Una tarde lluviosa, mientras organizaba los libros en los estantes, un hombre entró a la

tienda. Parecía perdido, como si las gotas de lluvia lo hubieran empujado dentro. Tenía el

cabello desordenado y los ojos llenos de curiosidad. Se llamaba Marcos, un viajero que

había llegado al pueblo para encontrar inspiración para su próxima novela.

—¿Tienes alguna recomendación? —preguntó él, paseando su mirada por los estantes.

Elena, con su habitual tono melancólico, le ofreció un par de novelas trágicas, pensando

que esas serían perfectas. Sin embargo, Marcos negó con una sonrisa suave.

—Busco algo diferente —dijo—. Algo que no termine en lágrimas.

Elena, sorprendida, lo observó detenidamente. No podía entender cómo alguien podía

buscar una historia de amor que no estuviera marcada por el dolor. Sin embargo, su

curiosidad fue mayor que su escepticismo, y se encontraron hablando de historias, de

personajes, y de las vueltas inesperadas que la vida a veces daba.

A partir de ese día, Marcos empezó a visitar la librería cada tarde. Hablaban sobre todo tipo

de libros, pero, con el tiempo, sus conversaciones giraron más hacia sus propias vidas.

Elena le contó cómo había perdido a su primer amor en un accidente, y cómo desde

entonces no podía ver el amor de otra manera que no fuera trágica. Marcos, por su parte,

compartió cómo había viajado durante años en busca de un propósito, de una historia que

mereciera ser contada.

—El amor es como una novela —dijo él un día—. No siempre es fácil, ni siempre tiene un

final feliz, pero no es una tragedia. Es algo que cambia y evoluciona con el tiempo, con

capítulos buenos y otros difíciles, pero siempre con la posibilidad de seguir adelante.

Elena, intrigada por esa idea, empezó a verlo de manera diferente. Con cada conversación,

sentía que un nuevo capítulo se abría en su propia vida, algo que no había sentido en

mucho tiempo. Ya no se limitaba a ver el amor como algo que estaba destinado a romperse,

sino como una historia en la que las dificultades no significaban el final.

Con el paso de los meses, su relación con Marcos floreció, como una novela cuyos

personajes encuentran en la compañía del otro la fuerza para seguir adelante. No todo era

perfecto; discutían, a veces no se entendían, pero siempre volvían a encontrarse, más

fuertes, más cercanos.

Un día, mientras caminaban por la playa, Elena se dio cuenta de que algo dentro de ella

había cambiado. El amor ya no le parecía una tragedia.
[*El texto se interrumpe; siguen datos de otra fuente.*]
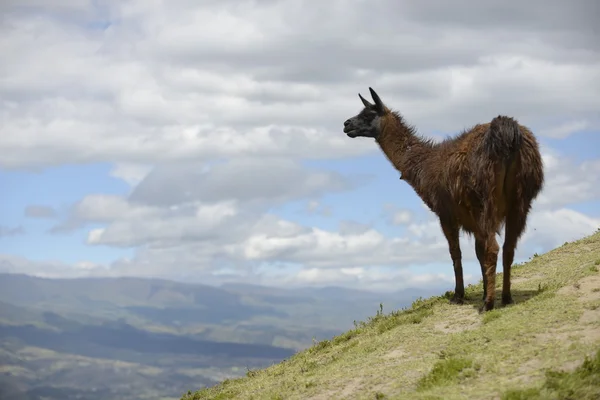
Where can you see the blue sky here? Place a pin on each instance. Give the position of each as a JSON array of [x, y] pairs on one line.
[[95, 112]]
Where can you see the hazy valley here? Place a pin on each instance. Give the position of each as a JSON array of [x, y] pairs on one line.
[[132, 338]]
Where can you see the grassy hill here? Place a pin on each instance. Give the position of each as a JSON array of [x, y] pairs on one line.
[[545, 346]]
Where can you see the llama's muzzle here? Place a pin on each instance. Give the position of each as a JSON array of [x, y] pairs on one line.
[[348, 128]]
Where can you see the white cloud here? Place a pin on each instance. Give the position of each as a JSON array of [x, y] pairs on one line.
[[130, 173], [207, 110], [167, 84]]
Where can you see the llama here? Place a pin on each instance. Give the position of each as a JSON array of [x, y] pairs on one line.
[[479, 181]]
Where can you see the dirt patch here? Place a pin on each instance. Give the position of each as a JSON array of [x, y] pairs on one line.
[[395, 354], [524, 279], [464, 319], [587, 289], [587, 335]]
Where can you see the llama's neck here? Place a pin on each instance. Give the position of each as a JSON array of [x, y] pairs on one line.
[[405, 150]]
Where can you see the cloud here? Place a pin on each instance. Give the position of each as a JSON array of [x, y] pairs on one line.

A su lado estaba alguien con quien

había aprendido a escribir una historia nueva, una que no dependía del miedo al final, sino

del placer de compartir cada momento, cada página.

—Supongo que tenías razón —le dijo, mirando el horizonte.

—¿Sobre qué? —preguntó él, con una sonrisa juguetona.

—El amor no es una tragedia. Es una novela —respondió ella, tomando su mano—. Y creo

que apenas estamos empezando el siguiente capítulo.

Y así, con el sonido de las olas como banda sonora de su historia, Elena y Marcos siguieron

escribiendo su novela juntos, sabiendo que, aunque los momentos difíciles llegarían,

también lo harían los momentos de alegría, y que lo más importante no era el final, sino

todo lo que compartían en el camino.